Re: [RFC/PATCH] Option to revert order of parents in merge commit

2012-11-23 Thread Junio C Hamano
Kacper Kornet drae...@pld-linux.org writes:

 The following patch is an attempt to implement this idea.

I think revert is a wrong word (implying you have already done
something and you are trying to defeat the effect of that old
something), and you meant to say reverse (i.e. the opposite of
normal) or something.

I am unsure about the usefulness of this, though.

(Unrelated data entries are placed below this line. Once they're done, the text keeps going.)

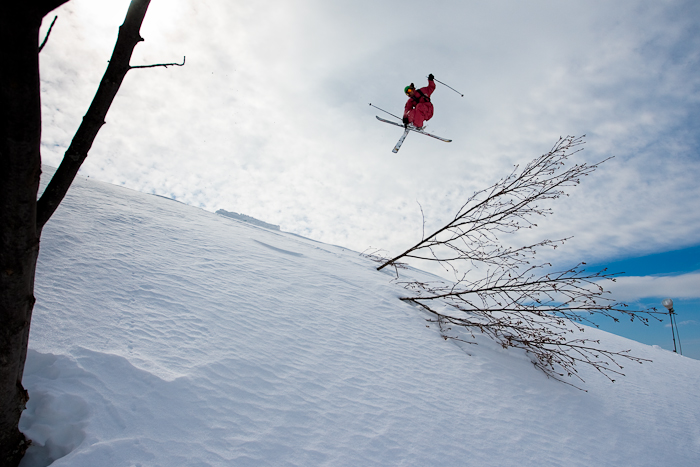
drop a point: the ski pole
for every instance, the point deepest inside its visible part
(449, 87)
(385, 111)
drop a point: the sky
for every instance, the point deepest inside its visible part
(270, 118)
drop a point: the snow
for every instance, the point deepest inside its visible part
(165, 335)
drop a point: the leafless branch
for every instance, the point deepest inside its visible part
(515, 302)
(166, 65)
(47, 34)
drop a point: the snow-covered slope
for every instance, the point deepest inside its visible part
(165, 335)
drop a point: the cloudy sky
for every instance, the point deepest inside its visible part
(270, 116)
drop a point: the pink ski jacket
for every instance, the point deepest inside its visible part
(418, 108)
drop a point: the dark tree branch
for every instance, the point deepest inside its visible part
(166, 65)
(515, 302)
(95, 117)
(48, 33)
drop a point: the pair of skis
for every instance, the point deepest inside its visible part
(405, 133)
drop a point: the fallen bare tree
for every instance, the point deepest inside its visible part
(503, 295)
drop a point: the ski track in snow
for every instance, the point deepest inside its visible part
(165, 335)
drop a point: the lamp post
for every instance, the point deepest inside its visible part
(668, 304)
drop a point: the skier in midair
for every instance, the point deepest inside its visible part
(418, 108)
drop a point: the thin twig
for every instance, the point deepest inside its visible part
(166, 65)
(47, 34)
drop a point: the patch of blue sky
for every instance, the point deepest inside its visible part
(687, 308)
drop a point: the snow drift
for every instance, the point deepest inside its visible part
(165, 335)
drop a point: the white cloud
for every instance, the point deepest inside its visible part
(630, 288)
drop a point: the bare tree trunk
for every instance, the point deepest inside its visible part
(21, 217)
(94, 118)
(20, 169)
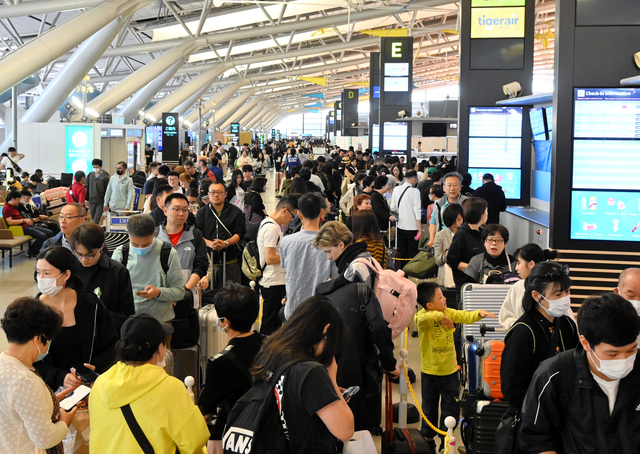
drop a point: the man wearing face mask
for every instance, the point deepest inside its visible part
(543, 331)
(155, 290)
(138, 391)
(587, 400)
(97, 182)
(119, 193)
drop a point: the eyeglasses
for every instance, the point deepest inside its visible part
(85, 256)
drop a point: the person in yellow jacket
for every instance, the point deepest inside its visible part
(438, 354)
(159, 403)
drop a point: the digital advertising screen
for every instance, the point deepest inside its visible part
(536, 118)
(395, 136)
(606, 123)
(509, 179)
(396, 84)
(495, 122)
(396, 69)
(548, 112)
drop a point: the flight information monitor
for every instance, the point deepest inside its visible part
(606, 133)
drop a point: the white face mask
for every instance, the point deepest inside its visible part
(559, 307)
(615, 369)
(47, 286)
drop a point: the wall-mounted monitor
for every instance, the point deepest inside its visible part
(509, 179)
(434, 129)
(400, 84)
(536, 118)
(495, 122)
(395, 136)
(606, 121)
(396, 69)
(548, 113)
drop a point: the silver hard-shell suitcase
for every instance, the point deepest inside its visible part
(488, 297)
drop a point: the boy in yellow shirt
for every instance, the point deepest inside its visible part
(439, 367)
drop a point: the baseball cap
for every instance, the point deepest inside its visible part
(144, 330)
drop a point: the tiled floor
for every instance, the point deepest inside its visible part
(18, 281)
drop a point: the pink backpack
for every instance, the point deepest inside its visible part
(397, 296)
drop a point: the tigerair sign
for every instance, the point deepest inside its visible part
(497, 22)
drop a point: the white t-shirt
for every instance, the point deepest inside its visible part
(270, 235)
(610, 388)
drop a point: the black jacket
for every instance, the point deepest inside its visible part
(381, 209)
(368, 341)
(495, 198)
(583, 425)
(110, 281)
(528, 343)
(233, 220)
(96, 335)
(466, 244)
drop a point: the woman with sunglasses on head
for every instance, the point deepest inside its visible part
(542, 332)
(300, 360)
(227, 375)
(87, 336)
(31, 420)
(104, 277)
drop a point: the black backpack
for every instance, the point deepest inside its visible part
(255, 425)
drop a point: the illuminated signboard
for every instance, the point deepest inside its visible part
(494, 3)
(79, 148)
(497, 22)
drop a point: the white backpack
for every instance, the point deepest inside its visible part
(397, 296)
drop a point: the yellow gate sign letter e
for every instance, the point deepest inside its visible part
(497, 22)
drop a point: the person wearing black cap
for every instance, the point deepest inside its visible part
(494, 196)
(138, 390)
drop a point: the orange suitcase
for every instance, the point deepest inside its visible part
(490, 369)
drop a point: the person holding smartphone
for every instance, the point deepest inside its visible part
(87, 335)
(30, 416)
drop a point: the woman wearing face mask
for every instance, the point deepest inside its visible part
(31, 420)
(542, 332)
(526, 258)
(87, 335)
(138, 386)
(301, 358)
(227, 376)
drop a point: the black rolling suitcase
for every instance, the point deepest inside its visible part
(400, 440)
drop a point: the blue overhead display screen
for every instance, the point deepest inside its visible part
(606, 124)
(495, 146)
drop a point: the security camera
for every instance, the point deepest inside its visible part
(512, 90)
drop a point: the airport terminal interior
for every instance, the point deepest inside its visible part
(528, 108)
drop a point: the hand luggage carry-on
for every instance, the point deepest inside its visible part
(400, 440)
(186, 363)
(212, 339)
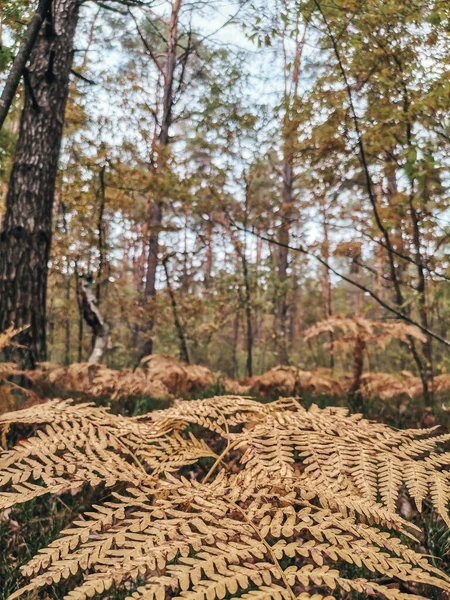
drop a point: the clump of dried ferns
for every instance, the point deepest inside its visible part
(291, 502)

After completing a topic on branch A, you would merge it to your own
copy of the integration branch (e.g. 'master') and try to push,
which may be rejected due to non-fast-forwardness:

$ git checkout master
$ git merge A
$ git push

At that point, if you _care_ about the merge parent order, you could
do this (still on 'master'):

$ git fetch origin
$ git reset --hard origin/master
$ git merge A
$ test test test
$ git push

With --reverse-parents, it would become:

$ git pull --reverse-parents
$ test test test
$ git push

which certainly is shorter and looks simpler.  The workflow however
would encourage people to work directly on the master branch, which
is a bit of downside.

Is there any interaction between this pull --reverse-parents
change and possible conflict resolution when the command stops and
asks the user for help?  For example, whom should --ours and -X
ours refer to?  Us, or the upstream?